China is the world’s largest trading nation; embracing the renmimbi will help to increase trade flows between China and Canada, says Linda Seymour, executive vice president and country head of commercial banking at HSBC Bank Canada. supplied

Doing business in China has always been an exercise in multiple currency conversions. To buy and sell from the Chinese, companies have historically had to convert money between U.S. dollars, China’s currency – called the renmimbi – and their own country’s currency.

In recent years, however, the Chinese government has moved to internationalize the renmimbi – commonly referred to as RMB, yuan or redback. This means the renmimbi – which has emerged as the fifth most-used currency for global payments – can now be used to settle accounts in international trade, as well as in financial investment and currency reserve management.

With the launch in Ontario earlier this year of the first yuan trading hub in North America, doing business in China has become easier for Canadian companies.

“This gives Canadian businesses a greater ability to manage costs,” says Linda Seymour, executive vice president and country head of commercial banking at HSBC Bank Canada, which offers RMB market and banking services.
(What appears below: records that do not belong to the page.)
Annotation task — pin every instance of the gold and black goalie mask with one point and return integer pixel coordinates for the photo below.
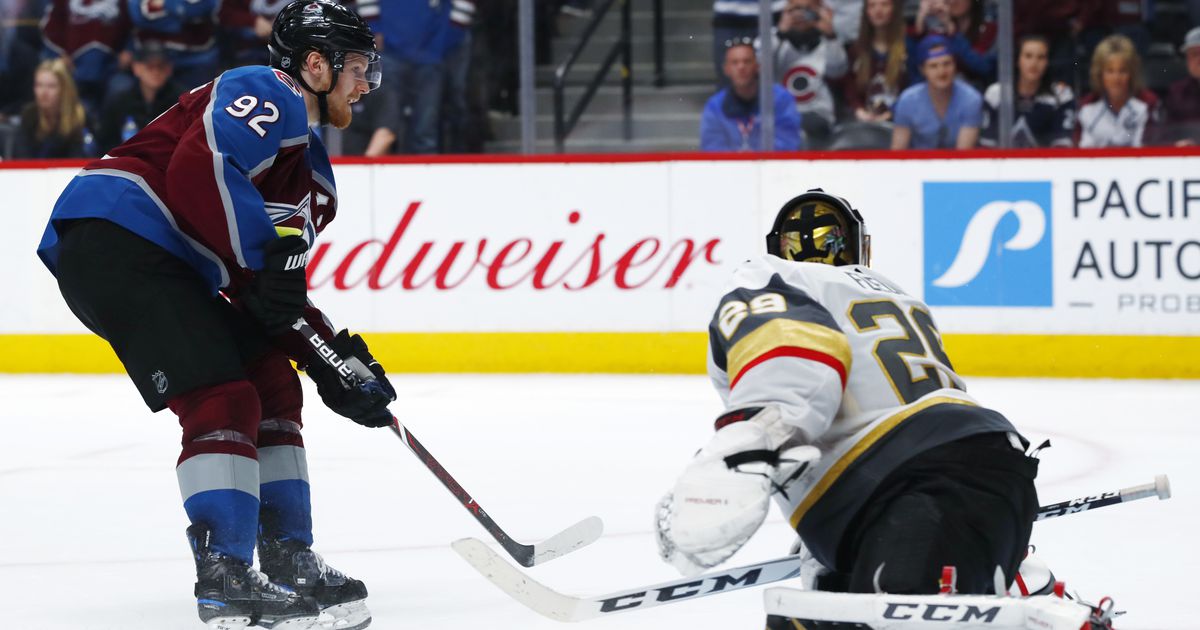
(817, 227)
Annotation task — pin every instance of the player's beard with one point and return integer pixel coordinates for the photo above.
(339, 112)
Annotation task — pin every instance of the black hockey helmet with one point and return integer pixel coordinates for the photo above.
(817, 227)
(329, 29)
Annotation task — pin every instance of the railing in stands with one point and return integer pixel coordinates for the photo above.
(660, 75)
(622, 48)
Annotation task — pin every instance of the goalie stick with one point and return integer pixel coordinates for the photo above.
(870, 610)
(358, 375)
(562, 607)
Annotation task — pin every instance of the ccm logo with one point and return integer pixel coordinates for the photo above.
(941, 612)
(295, 261)
(685, 591)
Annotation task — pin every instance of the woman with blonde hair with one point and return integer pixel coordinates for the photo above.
(1120, 109)
(879, 61)
(53, 124)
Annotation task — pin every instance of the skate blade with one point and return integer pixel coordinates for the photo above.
(348, 616)
(228, 623)
(295, 623)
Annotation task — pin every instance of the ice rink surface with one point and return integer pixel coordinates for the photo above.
(91, 534)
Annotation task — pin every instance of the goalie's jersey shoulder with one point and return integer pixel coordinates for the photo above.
(769, 291)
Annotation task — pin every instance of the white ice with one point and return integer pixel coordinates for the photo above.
(91, 529)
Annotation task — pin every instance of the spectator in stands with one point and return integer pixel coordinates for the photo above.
(807, 57)
(457, 65)
(245, 28)
(972, 39)
(735, 19)
(1059, 23)
(732, 117)
(376, 126)
(414, 48)
(127, 112)
(879, 61)
(1182, 103)
(1101, 18)
(90, 35)
(21, 46)
(187, 33)
(54, 124)
(1044, 112)
(943, 112)
(1120, 111)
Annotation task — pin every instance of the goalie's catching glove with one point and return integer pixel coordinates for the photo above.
(723, 496)
(366, 403)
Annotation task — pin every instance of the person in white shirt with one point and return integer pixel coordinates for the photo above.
(1120, 109)
(807, 55)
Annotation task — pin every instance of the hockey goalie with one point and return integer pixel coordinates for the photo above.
(843, 405)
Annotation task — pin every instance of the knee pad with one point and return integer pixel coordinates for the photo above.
(280, 399)
(219, 419)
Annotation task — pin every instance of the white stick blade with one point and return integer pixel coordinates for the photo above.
(1163, 487)
(903, 612)
(519, 586)
(580, 534)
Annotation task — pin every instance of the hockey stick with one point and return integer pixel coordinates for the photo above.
(1161, 489)
(358, 375)
(561, 607)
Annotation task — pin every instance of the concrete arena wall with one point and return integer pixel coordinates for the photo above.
(1033, 264)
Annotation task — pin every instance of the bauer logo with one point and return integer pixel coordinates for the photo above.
(988, 244)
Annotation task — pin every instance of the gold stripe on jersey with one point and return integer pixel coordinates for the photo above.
(789, 334)
(858, 449)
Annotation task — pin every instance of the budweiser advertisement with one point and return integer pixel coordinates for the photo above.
(1092, 246)
(531, 247)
Having access to a renmimbi trading centre allows Canadian businesses to negotiate deals with Chinese customers and suppliers in RMB, which removes the risks associated with foreign exchange fluctuations. In the past, most contracts would be based on U.S. dollars – a less-than-ideal situation for Canadian companies as well as their Chinese trading partners and suppliers.

Beyond saving on currency conversion costs, the removal of foreign exchange risk could also improve Canadian companies’ ability to command better pricing from their customers and suppliers, says Ms. Seymour.

“Once you’ve removed the unknown – the unpredictability of the foreign exchange market – then the negotiating parties have a better handle on their costs and may be able to pass on some savings,” says Ms. Seymour. “Canadian companies can potentially save on the costs of their contracts.”

Having a renmimbi hub right in their own backyard will likely encourage more Canadian companies to use the Chinese currency for trade settlement with mainland China. A survey conducted earlier this year by HSBC found only three per cent of Canadian businesses had completed cross-border transactions in renmimbi. By comparison, 17 per cent of global companies and 10 per cent of U.S. companies surveyed said they used the RMB in their deals with China.

The HSBC survey – which polled more than 1,600 decision-makers from Australia, Brazil, Canada, mainland China, France, Germany, Hong Kong, Malaysia, Singapore, South Korea, Taiwan, the UAE, the U.K. and the U.S. – also found more than 60 per cent of Canadian respondents expect to increase their cross-border trade with China over the year. Yet just over 20 per cent of Canadian firms not using the RMB today plan to use it in future dealings with China.

“If you’re looking at China as a trading partner or already doing business in China, it’s critical that you start thinking of using the renmimbi in your transactions,” says Ms. Seymour. “China is the world’s largest trading nation; embracing the renmimbi will help to increase trade flows between China and Canada and allow us to diversify our trading activities beyond the historic U.S.- Canada trade corridor.”